Discovering that a student of Hans Jørgen Jensen is on the roster of the cello competition in which you’re competing is a bit like finding out that Elon Musk just entered your seventh-grade science fair. The Northwestern University cello professor has been sculpting world-class musicians (and competition slayers) for decades — and is now releasing a stunning album showcasing their collective artistic agility.
shadow, echo, memory moves the cello choir beyond the well-worn David Popper oeuvre into more adventuresome territory, as with the title track — and album stand-out — by composer and Jensen student Michael van der Sloot. Echoes of water droplets striking a frozen terrain open the piece before a vapor of harmonics appear like sunlight through a crust of ice. (Sidebar for real talk: the reason we love listening to the cello is for that positively orgasmic open-C-string payoff, and van der Sloot delivers in spades after an alluring, microtonal solo with an apocalypse at 65.41Hz.)
Initially brought together to record an arrangement of Mahler’s “Adagietto” from his Symphony No. 5, captured here tenderly, the NU Cello Ensemble spent a year workshopping to transform into a bona fide chamber group rather than a menagerie of virtuosos. While the solo-led numbers of Joseph Johnson (Rachmaninov’s Vocalise), Richard Narroway (Aaron Jay Kernis’s Ballad), and Gabriel Cabezas (Fauré’s Après Un Rêve) are executed with penetrating phrase contours and immaculate tone, what steals the proverbial show on this record is the musical empathy and artistic symbiosis across the collective.

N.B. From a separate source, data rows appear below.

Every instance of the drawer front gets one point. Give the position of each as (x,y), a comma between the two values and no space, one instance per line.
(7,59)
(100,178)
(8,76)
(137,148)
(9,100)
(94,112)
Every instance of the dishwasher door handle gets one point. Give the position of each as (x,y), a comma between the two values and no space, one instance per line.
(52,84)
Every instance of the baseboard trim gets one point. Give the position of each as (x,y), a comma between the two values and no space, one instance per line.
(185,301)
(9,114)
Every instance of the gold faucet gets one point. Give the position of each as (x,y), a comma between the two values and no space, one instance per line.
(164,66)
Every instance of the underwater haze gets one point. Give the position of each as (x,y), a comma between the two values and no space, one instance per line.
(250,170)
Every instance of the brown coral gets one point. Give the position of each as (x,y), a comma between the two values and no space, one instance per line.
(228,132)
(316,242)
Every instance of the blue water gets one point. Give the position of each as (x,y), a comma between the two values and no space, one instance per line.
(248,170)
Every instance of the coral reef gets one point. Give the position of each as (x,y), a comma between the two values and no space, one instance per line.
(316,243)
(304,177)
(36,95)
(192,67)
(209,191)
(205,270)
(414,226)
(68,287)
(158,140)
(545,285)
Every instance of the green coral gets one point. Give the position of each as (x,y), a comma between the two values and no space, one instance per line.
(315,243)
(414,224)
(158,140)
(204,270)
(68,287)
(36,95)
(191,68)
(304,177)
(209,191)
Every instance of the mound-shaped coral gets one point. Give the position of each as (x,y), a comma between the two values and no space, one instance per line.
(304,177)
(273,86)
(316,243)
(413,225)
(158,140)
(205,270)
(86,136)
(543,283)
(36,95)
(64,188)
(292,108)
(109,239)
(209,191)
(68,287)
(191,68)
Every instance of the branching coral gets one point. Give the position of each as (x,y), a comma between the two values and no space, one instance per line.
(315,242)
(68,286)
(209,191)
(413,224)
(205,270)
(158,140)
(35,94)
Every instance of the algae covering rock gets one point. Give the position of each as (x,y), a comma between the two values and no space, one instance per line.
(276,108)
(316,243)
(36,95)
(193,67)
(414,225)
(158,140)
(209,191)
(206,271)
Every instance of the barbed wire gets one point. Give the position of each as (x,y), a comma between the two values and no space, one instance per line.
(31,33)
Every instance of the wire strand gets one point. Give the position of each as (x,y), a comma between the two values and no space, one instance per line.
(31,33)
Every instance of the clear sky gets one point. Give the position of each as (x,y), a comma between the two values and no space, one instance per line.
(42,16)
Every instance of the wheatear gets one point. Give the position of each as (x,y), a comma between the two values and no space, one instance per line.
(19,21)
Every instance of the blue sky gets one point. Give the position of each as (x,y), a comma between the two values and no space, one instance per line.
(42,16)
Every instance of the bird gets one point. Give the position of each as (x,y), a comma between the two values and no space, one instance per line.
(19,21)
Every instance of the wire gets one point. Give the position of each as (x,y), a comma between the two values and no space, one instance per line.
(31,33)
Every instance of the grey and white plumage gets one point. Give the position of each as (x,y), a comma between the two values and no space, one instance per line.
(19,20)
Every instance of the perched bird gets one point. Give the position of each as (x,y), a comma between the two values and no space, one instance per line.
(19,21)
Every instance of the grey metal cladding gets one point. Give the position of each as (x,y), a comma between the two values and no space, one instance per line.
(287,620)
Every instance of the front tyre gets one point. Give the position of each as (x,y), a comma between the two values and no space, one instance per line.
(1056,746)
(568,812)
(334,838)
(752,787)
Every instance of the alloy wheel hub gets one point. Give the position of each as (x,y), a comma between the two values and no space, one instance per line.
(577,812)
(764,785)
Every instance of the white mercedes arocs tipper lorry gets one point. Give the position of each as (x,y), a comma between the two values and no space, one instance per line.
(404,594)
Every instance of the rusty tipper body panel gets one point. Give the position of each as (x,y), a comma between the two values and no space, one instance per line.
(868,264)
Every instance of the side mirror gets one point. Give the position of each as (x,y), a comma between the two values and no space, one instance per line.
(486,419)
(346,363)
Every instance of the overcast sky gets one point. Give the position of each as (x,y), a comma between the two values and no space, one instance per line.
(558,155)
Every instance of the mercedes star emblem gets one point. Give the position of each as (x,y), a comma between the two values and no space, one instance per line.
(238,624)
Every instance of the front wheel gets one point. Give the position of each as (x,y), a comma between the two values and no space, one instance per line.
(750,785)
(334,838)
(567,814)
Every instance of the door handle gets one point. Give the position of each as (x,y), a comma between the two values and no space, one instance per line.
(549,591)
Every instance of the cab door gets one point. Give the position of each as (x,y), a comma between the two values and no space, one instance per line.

Nowhere is this more apparent than with Hans Thomalla’s "Intermezzo" (excerpted from his opera Fremd), and György Ligeti’s Lux Aeterna. Thomalla’s often translucent music requires the steadiest of hands and most elegant of blends, and here the NU cellists fuse into a unblurred pane of sonic glass. Facets of light are also in play for the seamless harmonic mutations of the Ligeti — a work so elegantly constructed, and rapturously performed, that it is as an effective a musical salve for the events of the past week as any this listener has found.